1

Occasionally, my kafka streams application dies with the following error:

[-StreamThread-4] o.a.k.s.p.i.AssignedStreamsTasks : Failed to commit stream task 0_9 due to the
following error:
org.apache.kafka.common.errors.TimeoutException: Timeout of 60000ms expired before successfully
committing offsets {my-topic-9=OffsetAndMetadata{offset=5840887122, leaderEpoch=null, metadata=''}}

From the docs I assume the 60000ms originate from the property: default.api.timeout.ms. So I could probably just increase this timeout. But what other options do I have?

My application runs with processing-guarantee: exactly_once and for that I found the following in the documentation:

commit.interval.ms: The frequency with which to save the position of the processor. (Note, if processing.guarantee is set to exactly_once, the default value is 100, otherwise the default value is 30000.

So the commit interval is quite low in my case.
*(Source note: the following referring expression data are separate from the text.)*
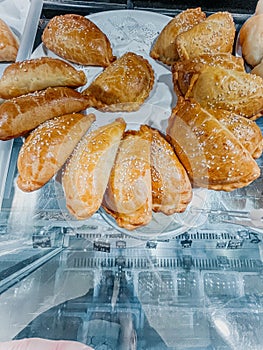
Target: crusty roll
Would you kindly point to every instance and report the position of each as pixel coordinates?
(88, 170)
(164, 48)
(22, 114)
(213, 35)
(123, 86)
(212, 156)
(37, 74)
(47, 148)
(171, 187)
(79, 40)
(9, 43)
(128, 198)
Why does it have to be so low for exactly_once? Could I increase the interval to reduce the number of commits and thereby relax the situation?
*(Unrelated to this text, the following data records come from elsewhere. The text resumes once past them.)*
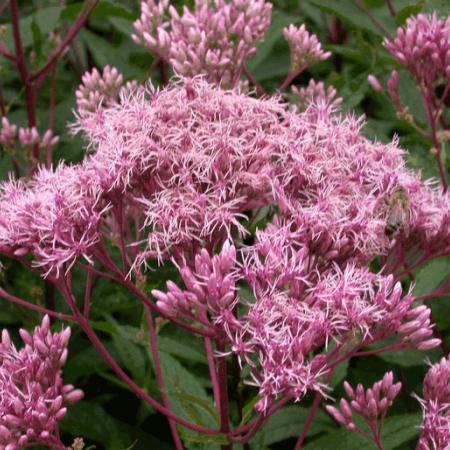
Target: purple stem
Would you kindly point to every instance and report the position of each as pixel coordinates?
(212, 371)
(84, 324)
(40, 75)
(160, 377)
(223, 392)
(18, 301)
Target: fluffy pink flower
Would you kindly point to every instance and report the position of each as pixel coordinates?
(371, 404)
(435, 405)
(305, 47)
(214, 39)
(33, 396)
(55, 217)
(423, 47)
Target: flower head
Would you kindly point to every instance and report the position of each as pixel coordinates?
(214, 39)
(34, 397)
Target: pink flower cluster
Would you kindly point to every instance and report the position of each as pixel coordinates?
(98, 88)
(214, 39)
(211, 288)
(423, 47)
(305, 47)
(371, 404)
(316, 93)
(11, 136)
(55, 217)
(187, 166)
(436, 407)
(33, 396)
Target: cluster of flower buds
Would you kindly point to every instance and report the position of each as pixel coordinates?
(305, 48)
(214, 39)
(11, 136)
(435, 405)
(371, 404)
(33, 396)
(317, 93)
(423, 47)
(211, 287)
(417, 330)
(98, 88)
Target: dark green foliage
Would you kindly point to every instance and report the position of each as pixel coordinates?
(111, 417)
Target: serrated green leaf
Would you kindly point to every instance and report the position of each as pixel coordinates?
(431, 275)
(349, 12)
(274, 34)
(397, 430)
(201, 403)
(103, 10)
(183, 384)
(287, 423)
(46, 19)
(181, 349)
(406, 12)
(408, 358)
(90, 420)
(339, 373)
What other options do I have?

D-rk
  • 5,513
  • 1
  • 37
  • 55

1 Answers1

2

Increasing the timeout is certainly an option. There is actually work in progress to make Kafka Streams more resilient to timeout exceptions: https://cwiki.apache.org/confluence/display/KAFKA/KIP-572%3A+Improve+timeouts+and+retries+in+Kafka+Streams

About commit.interval.ms: it is set low to keep the end-to-end latency of your application low. As long as a transaction is pending, downstream consumers (in "read_committed" mode) cannot consume the data thus experience additional latency until the transaction is committed. For Kafka Streams applications with potentially multiple repartition steps, it's essential to commit frequently to keep latency low.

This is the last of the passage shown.